Somebody once said to me: Nobody is as interested in your success in life as you are. I guess, he meant it to push me even harder, to take even more control of my life and to drive even more determined on the roads towards success... Today I read this sentence very differently. It comes with a huge relief. If nobody is any more interested in me than myself - that means if I am not too worried about how I am doing, wether I succeed or fail, or win or lose or stay in love or fall out of it - then nobody else can really be bothered? Realising that I actually don't matter that much is truly awesome... Because it means at the end of all of this there is no race to be won. There is no battle to emerge from. There is no higher judgement to come. 

What we will find in the end is a look back at each day we lived through. A moment when we pass again through every feeling we ever had throughout this entire life. A brief glimpse of all the faces and beings and sights and scenes we watched and were a part of. There will come a moment when our entire life - like a huge stack of old photos - will merge into one. And all of our own faces, as babies, as teenagers, as adults, as old men will merge into one. It will be faceless and formless, but full of life’s stories. This will be the essence of who we were in this life. And by creating this essence, this consciousness charged with life, we will add another stone to the mosaic on the floor of the great temple. A stone that isn't judged by its color or polish or surface. Because however it turns out, there will be a place where it belongs, right next to others. Only they together will grow that image, life by life, they were meant to depict... 

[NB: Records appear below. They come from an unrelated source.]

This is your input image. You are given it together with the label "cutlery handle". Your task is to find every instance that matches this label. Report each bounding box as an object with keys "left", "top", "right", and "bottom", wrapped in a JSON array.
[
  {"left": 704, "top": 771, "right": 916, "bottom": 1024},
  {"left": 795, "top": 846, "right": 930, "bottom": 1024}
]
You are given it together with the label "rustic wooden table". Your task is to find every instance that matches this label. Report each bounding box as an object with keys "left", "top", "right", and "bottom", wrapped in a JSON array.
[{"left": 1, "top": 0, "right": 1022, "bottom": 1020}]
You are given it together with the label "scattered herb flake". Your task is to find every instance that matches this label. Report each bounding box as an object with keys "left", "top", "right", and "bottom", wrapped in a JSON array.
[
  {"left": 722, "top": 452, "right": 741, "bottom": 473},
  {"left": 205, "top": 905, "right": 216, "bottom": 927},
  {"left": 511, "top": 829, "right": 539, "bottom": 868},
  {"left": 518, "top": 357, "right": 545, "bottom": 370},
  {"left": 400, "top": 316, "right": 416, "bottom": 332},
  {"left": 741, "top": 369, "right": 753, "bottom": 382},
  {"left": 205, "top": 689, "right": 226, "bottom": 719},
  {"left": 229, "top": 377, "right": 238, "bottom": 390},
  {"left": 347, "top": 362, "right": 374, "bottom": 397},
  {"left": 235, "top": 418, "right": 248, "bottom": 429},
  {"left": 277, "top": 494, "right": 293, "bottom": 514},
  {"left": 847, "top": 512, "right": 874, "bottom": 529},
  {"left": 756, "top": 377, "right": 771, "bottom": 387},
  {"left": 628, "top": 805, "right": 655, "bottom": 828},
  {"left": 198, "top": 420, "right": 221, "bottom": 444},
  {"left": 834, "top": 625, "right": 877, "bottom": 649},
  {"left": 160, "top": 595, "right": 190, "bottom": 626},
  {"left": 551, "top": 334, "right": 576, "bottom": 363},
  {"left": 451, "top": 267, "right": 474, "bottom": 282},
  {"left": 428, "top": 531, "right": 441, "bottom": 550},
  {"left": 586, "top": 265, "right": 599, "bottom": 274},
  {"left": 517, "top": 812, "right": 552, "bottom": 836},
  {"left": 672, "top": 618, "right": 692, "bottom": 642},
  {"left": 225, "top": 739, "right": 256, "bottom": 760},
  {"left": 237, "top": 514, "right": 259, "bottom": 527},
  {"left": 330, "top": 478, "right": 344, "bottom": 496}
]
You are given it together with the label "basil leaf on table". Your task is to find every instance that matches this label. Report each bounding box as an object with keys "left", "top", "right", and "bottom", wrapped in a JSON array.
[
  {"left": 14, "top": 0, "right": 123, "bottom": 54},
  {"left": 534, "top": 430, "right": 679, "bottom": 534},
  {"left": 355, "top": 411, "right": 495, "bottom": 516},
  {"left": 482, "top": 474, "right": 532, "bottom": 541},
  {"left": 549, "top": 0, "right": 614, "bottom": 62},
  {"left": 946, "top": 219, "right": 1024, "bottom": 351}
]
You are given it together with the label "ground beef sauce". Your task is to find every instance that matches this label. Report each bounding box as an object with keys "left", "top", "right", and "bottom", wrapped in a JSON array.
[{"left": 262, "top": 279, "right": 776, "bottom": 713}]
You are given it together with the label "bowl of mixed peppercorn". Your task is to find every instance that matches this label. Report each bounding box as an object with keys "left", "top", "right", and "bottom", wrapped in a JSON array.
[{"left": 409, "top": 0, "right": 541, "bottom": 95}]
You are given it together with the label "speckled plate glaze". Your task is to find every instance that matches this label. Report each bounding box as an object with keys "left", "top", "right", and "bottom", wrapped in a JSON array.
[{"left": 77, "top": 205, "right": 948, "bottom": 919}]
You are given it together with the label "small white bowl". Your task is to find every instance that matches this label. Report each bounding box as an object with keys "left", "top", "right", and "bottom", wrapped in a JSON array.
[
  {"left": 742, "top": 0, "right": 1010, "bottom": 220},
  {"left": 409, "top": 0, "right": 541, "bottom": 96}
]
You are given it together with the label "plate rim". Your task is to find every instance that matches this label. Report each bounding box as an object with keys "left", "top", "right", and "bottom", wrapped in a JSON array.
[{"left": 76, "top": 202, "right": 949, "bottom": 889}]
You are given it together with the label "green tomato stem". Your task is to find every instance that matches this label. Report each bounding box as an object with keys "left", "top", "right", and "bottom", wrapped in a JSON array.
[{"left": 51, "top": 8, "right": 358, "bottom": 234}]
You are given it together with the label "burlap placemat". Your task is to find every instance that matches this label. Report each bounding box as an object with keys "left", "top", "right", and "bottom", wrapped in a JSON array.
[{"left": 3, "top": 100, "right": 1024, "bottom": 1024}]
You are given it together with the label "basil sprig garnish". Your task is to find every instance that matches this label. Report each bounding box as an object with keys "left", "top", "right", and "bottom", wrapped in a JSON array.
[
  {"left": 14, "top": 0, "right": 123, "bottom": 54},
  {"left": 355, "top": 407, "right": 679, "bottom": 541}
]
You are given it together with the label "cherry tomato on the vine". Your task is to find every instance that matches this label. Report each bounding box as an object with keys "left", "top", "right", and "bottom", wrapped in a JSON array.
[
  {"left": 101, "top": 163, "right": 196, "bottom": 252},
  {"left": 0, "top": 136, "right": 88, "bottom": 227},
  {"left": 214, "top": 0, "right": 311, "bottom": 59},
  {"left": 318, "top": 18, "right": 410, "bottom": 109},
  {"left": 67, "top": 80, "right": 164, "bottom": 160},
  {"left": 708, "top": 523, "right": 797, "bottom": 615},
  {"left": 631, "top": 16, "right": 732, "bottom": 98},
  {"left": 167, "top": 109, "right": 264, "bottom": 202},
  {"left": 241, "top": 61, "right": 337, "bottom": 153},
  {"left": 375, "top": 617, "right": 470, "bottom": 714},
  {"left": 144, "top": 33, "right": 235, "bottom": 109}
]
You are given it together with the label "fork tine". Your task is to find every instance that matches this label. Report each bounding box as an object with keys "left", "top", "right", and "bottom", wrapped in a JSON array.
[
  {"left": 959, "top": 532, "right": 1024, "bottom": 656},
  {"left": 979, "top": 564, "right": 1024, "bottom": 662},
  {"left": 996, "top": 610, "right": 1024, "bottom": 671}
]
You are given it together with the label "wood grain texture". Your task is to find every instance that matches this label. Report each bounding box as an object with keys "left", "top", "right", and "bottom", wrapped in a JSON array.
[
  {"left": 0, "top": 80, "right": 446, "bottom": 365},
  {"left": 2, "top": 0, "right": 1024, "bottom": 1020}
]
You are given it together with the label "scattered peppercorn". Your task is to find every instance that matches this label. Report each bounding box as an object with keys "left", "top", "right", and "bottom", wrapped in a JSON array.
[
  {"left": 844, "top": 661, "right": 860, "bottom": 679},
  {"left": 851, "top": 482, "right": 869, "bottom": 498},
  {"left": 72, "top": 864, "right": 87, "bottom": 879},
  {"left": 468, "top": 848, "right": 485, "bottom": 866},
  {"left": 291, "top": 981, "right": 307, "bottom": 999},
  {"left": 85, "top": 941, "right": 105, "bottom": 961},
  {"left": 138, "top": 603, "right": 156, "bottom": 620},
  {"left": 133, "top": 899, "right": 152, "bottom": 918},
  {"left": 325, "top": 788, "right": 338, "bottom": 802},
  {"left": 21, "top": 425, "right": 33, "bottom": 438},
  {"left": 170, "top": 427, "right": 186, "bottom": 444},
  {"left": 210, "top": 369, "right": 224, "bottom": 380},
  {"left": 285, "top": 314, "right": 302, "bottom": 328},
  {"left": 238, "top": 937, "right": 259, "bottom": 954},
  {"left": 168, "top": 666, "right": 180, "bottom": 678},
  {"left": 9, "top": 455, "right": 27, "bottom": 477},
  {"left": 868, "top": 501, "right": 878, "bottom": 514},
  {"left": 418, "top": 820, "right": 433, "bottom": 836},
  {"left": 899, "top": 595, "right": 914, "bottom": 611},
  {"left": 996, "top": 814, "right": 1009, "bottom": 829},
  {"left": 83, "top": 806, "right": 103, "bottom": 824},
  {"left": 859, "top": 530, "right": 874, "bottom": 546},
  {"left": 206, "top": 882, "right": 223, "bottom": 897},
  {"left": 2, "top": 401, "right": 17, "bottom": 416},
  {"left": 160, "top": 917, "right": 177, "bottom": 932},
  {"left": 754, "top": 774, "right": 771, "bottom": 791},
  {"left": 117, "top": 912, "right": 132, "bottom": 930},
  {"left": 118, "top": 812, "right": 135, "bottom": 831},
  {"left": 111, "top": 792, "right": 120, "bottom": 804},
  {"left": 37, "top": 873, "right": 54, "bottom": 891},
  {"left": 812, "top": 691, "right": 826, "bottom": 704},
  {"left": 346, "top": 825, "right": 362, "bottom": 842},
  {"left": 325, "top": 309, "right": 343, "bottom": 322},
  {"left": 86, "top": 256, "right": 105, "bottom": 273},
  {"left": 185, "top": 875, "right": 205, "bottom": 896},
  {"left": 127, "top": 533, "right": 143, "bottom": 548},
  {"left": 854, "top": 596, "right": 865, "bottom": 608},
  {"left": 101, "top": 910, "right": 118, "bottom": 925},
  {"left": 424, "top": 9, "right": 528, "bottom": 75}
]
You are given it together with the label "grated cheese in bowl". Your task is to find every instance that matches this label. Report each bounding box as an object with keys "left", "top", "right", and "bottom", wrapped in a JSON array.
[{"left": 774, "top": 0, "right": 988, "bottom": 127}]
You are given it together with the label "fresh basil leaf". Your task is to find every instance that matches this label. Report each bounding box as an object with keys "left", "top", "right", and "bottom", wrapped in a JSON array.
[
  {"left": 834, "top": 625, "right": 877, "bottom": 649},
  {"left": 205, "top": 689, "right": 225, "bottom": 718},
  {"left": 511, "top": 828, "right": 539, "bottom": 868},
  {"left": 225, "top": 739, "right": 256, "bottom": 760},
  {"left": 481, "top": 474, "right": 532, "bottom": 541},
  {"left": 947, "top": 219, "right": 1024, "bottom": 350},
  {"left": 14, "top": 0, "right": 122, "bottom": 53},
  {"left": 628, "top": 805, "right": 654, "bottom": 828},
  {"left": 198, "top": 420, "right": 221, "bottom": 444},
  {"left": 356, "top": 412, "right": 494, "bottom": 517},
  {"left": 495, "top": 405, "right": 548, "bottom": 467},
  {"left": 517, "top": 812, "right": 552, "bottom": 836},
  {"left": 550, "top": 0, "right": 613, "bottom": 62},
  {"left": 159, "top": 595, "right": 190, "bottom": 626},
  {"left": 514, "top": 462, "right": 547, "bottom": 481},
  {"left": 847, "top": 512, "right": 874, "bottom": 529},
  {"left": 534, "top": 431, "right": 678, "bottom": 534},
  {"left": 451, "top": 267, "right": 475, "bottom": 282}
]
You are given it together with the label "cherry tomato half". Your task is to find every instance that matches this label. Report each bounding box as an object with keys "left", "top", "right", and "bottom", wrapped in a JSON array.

So what does all of this have to do with working in service magically? Let me put it this way: Having a balanced self-confidence that is largely independent of failure or success is critical to working in service in magic. Why? Because we simply do not hold any control over the outcome of the operations we get pulled into. The actual goal we are working towards is unknown and so are most criteria to judge wether our job has been done successfully or full of flaws. When we work in service in magic we are simply there to do as we were told - yet according to the highest standards possible at this very moment. In most cases we aren't really given enough details to understand the bigger scheme of things at all. And unfortunately this is where things tend to go awfully wrong quite often.

Magicians who have an imbalanced self-confidence - one that still relies on recurring confirmation through successes - often have trouble dealing with the fact that from a human level in this process there will be neither confirmation nor fault nor failure. There literally won't be any criteria to assess 'how you have done'. There simply will be a journey, one step at a time. And it might span over centuries, millenials possibly. Magicians have worked on it before us, they might be working on it right now next to us without either of us knowing, and magicians will be working on it in the future. Our role in magic is not that special or unique that a whole persona could be built from it. It is much more question of execution, of collaboration, of receiving and passing on, of becoming an open threshold. 

To do this successfully - i.e. in a way that allows other beings who work on the same process to reach through us, to work with us, to use our talents and sometimes bodies and minds - is a great craft and skill that takes years to be built and life-times to be refined. Yet, it takes a strong character to begin with. Someone who is centred in the deep-rooted faith that anything she contributes is incremental and nothing is ever lost.